As I listened I thought about what he said about brotherhood and especially about the Masonic Fraternity. In Ames we have always had black visitors to our Lodge. People come to Iowa State university from all over and many of them come from Lodges which we recognize that were more progressive than we are. I am proud to have been one of the two signers of the first petition from a black man to join our Lodge. As with many of our Lodge members this man has moved to another country now. But we don't keep a man out because of the color of his skin. My lodge also sponsored the legislation from Grand Lodge that recognized the Prince Hall Grand Lodge of Iowa.

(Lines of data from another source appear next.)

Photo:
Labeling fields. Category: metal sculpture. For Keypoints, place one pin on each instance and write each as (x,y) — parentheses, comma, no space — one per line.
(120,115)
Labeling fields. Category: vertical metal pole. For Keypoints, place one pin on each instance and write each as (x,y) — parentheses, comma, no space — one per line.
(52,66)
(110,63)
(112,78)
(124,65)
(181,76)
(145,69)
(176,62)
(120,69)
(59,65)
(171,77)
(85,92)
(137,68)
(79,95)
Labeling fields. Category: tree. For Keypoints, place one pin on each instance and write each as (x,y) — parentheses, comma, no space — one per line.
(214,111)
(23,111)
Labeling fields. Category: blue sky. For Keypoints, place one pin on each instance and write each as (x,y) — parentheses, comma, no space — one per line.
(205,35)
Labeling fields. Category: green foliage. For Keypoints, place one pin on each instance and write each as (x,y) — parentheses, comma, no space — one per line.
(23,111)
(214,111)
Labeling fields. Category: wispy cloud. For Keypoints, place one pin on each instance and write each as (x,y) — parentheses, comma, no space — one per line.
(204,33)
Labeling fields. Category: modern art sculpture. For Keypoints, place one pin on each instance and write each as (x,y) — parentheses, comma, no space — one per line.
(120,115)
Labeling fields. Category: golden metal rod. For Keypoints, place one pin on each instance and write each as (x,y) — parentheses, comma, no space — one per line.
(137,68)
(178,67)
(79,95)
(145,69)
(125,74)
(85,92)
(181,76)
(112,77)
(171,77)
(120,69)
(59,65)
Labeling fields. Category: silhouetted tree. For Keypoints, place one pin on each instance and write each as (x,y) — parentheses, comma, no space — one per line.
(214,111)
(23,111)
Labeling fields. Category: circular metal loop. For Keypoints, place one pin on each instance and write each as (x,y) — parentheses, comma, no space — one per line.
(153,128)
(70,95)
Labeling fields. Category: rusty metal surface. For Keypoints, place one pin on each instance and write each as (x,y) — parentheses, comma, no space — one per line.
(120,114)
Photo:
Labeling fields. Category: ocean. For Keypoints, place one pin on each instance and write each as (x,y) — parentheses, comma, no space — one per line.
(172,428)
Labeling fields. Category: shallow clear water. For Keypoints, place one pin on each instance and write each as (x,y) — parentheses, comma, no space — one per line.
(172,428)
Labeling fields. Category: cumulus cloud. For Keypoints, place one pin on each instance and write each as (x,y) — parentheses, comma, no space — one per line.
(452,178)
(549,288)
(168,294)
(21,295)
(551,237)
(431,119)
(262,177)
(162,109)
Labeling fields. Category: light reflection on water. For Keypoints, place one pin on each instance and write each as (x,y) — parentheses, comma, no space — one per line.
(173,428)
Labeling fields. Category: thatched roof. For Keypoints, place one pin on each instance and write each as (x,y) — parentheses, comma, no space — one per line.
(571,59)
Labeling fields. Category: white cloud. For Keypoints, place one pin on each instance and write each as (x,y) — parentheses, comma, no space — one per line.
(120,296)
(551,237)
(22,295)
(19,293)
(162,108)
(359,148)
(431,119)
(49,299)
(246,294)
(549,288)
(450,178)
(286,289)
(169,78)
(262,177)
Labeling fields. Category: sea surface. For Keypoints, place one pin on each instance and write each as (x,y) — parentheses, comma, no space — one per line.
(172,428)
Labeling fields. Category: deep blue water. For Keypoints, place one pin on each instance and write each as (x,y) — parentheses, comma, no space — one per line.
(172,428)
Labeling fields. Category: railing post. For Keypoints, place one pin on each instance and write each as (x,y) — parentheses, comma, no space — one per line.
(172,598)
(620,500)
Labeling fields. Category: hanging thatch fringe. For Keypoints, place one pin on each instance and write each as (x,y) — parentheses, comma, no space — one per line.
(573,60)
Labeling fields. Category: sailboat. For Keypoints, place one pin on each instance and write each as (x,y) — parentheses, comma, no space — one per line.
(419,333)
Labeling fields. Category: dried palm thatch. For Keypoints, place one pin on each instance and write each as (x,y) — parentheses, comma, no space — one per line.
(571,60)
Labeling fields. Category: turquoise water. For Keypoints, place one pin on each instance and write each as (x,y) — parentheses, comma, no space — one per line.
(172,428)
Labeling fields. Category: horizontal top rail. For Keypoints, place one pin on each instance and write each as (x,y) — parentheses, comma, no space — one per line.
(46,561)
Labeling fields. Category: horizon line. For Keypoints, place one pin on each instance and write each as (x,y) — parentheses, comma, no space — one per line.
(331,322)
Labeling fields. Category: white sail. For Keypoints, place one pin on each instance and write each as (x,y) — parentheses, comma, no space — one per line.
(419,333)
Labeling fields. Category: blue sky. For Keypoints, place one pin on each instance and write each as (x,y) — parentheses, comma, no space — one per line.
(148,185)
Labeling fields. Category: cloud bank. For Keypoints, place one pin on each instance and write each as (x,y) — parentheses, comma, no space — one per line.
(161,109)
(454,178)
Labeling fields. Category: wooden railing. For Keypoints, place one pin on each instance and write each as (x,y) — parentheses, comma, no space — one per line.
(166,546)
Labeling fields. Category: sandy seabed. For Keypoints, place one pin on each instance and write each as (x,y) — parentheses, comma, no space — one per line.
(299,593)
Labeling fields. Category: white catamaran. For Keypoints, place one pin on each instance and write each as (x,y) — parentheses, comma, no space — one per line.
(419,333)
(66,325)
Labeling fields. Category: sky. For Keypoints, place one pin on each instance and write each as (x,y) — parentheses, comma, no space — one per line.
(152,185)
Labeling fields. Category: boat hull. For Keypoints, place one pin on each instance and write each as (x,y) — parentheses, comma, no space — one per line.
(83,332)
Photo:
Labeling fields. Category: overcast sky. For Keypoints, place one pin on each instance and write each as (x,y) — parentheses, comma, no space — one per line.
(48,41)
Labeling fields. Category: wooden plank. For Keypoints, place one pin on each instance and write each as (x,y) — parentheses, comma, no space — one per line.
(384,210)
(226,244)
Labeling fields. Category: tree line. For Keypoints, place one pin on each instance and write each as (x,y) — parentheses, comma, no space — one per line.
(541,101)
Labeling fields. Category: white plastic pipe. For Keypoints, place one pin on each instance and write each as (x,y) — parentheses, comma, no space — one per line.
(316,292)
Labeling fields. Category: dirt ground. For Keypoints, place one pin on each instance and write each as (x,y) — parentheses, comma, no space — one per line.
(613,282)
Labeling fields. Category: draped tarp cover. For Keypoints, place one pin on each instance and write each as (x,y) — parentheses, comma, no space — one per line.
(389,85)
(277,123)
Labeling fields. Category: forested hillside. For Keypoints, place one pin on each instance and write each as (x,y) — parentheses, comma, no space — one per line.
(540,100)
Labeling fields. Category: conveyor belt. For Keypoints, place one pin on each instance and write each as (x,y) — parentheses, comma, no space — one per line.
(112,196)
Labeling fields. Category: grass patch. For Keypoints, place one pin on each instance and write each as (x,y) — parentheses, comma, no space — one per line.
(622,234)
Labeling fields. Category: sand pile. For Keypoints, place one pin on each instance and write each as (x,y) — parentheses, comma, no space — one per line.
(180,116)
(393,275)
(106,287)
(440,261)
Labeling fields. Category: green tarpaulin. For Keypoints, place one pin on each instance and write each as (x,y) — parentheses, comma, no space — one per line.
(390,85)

That is not enough. Dr. King's dream has still not been realized. I see it all the time. Many black people still do not feel good about themselves. You have to catch their eye and recognize them and say hello. They will tell you about it if you ask. I understand that. As a person who has been made to feel less than a person at times I sort of understand how they feel. But I can never really understand. I can only work as one person to help change things.
I am not proud of my Masonic brothers in the South (state of Georgia) who told a man who belongs to a lodge there that he cannot visit an Iowa Lodge because we recognize the Prince Hall Grand Lodge. He was even afraid to come to his own son's degrees. No I am not proud of them at all and I would go so far as to say that we should drop recognition of them.
Hell, I am not proud that we had to recognize Prince Hall Grand Lodges at all. My personal feeling is that Prince Hall Grand Lodges should never have had to exist but I understand that they did exist - it is a fact.
Addendum: Go over to The Burning Taper to read about the first black man installed as Master of tradionally white N.C. Lodge.
I know of bigots in our fraternity - right here and now. I avoid being around them. I don't like or understand them at all. My feeling is that ALL men are my brothers and until you show me otherwise I will treat you as such. I know that there are some lodges that won't let a black man into their lodge. I don't blame the lodge. It is the system of one black ball being able to keep a man from joining that is at fault (come to think of it why are they called black balls? Is that a racial thing being that black in a negative?) One person can hide his bigotry behind the secrecy of the ballot.
I have always looked at the symbolism of everyone having to vote positively as a good thing as it shows that we are all willing to have the man welcomed into the brotherhood of the fraternity. However it isn't always used like that. I recently got out of an organization which kept a person out because one individual in that organization doesn't like someone who was proposed. Granted that is not the only reason I got out but I would not belong to a group which I saw as being formed just so one man could exercise his "pettiness" by casting a black ball against one of the finest Masons I have ever known. I think it is just evil.
I don't get out of the entire fraternity (although I know that the man who sponsored me into Trojan Lodge left for that reason) because I can be an agent of change in some small way by staying in. Besides I am not ready to give up the very fine Masons I know and love (even though some of them gave up on me) because of a few bigots.
I hope you listened to Dr. King's entire speech. He said a lot. And they killed him for saying it.
Addendum:
I just found this statement on another blog. I think it is worth reading also.
Perhaps the greatest impression that Dr. King had on me was his unswerving dedication to non-violence in his pursuit of civil rights. He withstood taunts, provocations, and rank invasions of his privacy and his life at the hands of racists, hate-mongers, and the federal government, yet he never raised a hand in anger against anyone. He deplored the idea of an eye for an eye, and he knew that responding in kind would only set back the cause. I was also impressed that his spirituality and faith were his armor and his shield, not his weapon, and he never tried to force his religion on anyone else. The supreme irony was that he died at the hands of violence, much like his role model, Mahatma Gandhi.